Hug a eucalypt, email a Moreton Bay fig tree, plant a sapling or just bask in Melbourne’s urban forest to get back to nature in your neighbourhood.
We look after more than 80,000 trees in public spaces across the City of Melbourne, and our canopy is one of the municipality’s most important assets. Each year, we plant around 3000 new trees.
As well as making our city a beautiful place to live and visit, trees and plants play a crucial role in biodiversity, wellbeing, air quality and cooling.
Here are some ways to tune in with trees in your neighbourhood.
1. Deepen your understanding of Aboriginal Melbourne
Pause to reflect amid a group of Moreton Bay fig trees in the Carlton Gardens that became a significant gathering place for Aboriginal people before and during World War II. Renowned Aboriginal civil rights activists, community workers and community leaders including Sir Doug Nicholls addressed gatherings here, and the location continues to be a significant meeting place. To learn more about important local places, visit Mapping Aboriginal Melbourne.
2. Think like a naturalist in Royal Park
Slow down to smell the river mint in Royal Park, Parkville’s expansive 188-hectare parkland. Spot possums and native birds amid the lightly timbered eucalypt forest, romp in the nature playground, and keep an eye out for the 100 new trees we’ve just planted. Stay a while to try Ranger Jim’s four practical activities to help you tune into nature, or help us spot superb fairy wrens for our habitat research project.
3. Request a tree inspection
Our professional arborists are qualified to assess and maintain a healthy urban forest. If you’ve seen a tree with a fallen branch, tree roots causing damage, or any another tree-related issue, report it online at Tree management. If there’s any danger to the public or public space, call us on 03 9658 9658 straight away.
4. Snack along the Kensington Stock Route
Stroll or cycle from Racecourse Road to the Maribyrnong River along the historic Kensington Stock Route, an urban oasis that’s about to get a whole lot tastier. We’re planting fruit trees and other edible plants along the popular 1.5 km path to improve species diversity and local food production.

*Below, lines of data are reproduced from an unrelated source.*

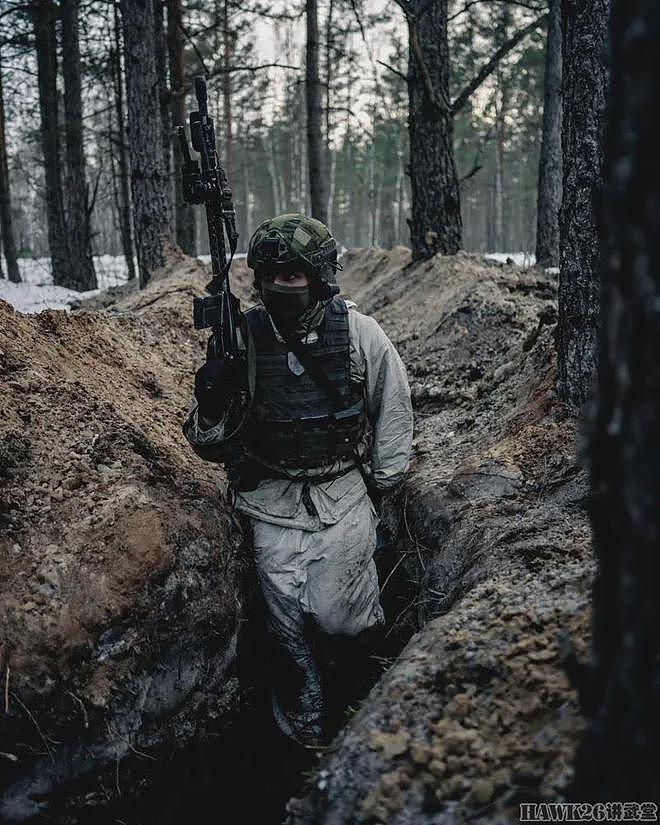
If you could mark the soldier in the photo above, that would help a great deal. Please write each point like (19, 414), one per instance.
(330, 425)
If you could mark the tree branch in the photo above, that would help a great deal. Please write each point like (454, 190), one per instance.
(538, 7)
(392, 69)
(489, 67)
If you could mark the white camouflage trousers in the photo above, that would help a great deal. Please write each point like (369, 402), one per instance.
(326, 577)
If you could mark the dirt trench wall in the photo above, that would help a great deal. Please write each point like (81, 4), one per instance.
(120, 570)
(477, 713)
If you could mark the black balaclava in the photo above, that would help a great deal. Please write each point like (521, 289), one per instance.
(292, 308)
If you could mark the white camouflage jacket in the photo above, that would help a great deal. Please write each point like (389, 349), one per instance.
(375, 362)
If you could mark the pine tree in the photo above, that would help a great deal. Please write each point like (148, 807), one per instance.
(149, 180)
(585, 28)
(620, 754)
(550, 165)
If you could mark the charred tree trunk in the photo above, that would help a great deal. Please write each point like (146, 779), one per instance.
(6, 222)
(550, 165)
(149, 181)
(314, 94)
(43, 20)
(124, 192)
(585, 28)
(184, 220)
(160, 50)
(436, 211)
(620, 753)
(77, 194)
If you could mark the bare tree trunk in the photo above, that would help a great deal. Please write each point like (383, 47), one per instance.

5. Help us map the hollows
Keep an eye out for upcoming mapping events that will help us understand where birds and bats are living in tree hollows across the City of Melbourne. As trees age, they can develop hollows and cracks that provide shelter for a range of animals. To learn more about the importance of these nooks and crannies, visit Wildlife at home in the hollows.
6. Geek out on tree data
A healthy urban forest will play a critical role in maintaining the health and liveability of Melbourne as we face the significant global challenges of climate change, population growth and urban heating. Explore tree data online using our Urban Forest Visual tool, and learn about our goals for canopy cover and species diversity.
Caring for trees of all ages and stages
Young, mature and even dead trees all play an important role in our urban ecosystems and provide crucial habitat resources for wildlife.
We work hard to care for trees throughout their life cycle, make sure they’re safe for the community to enjoy, and plant new trees to cultivate our future urban forest.
7. Grow a wildlife garden
Whether you have a big backyard, a community garden, a school vegie patch, a green rooftop, or pot plants on your balcony, everyone can help promote urban biodiversity. View six top tips for wildlife friendly gardens at Grow your own wildlife garden or request a garden assessment from one of our friendly Gardens for Wildlife volunteers.
8. Honour a huggable tree
Take a moment to breathe in beloved trees and plants that have graced our city for generations. There are hundreds of exceptional trees throughout the city that are protected by our planning scheme. You can find them on our interactive map and seek them out in real life. For your next adventure, take a garden tour at Bishopscourt in East Melbourne, home to a “very huggable” Monterey Cypress, or wander through the historic Royal Botanic Gardens to discover 3000 (slightly less huggable) cacti and succulents in the unique arid garden.
9. Email a tree
Find your favourite tree using our Urban Forest Visual tool and send it some love by email. Every one of our trees has its own email address and over the years people from Melbourne and around the world have sent them all sorts of love letters, and even jokes. Go on, give it a try. You might even get a response.
10. Become a Citizen Forester or Junior Ranger
Help us grow our urban forest and improve local ecology through advocacy, monitoring and research tasks by becoming a Citizen Forester. Kids can get involved too, through our Junior Rangers program. Pique their interest with five animals to spot on a city safari, from peacock spiders to pobblebonk frogs, or take them for a romp in the treetop playground at Lincoln Square in Carlton.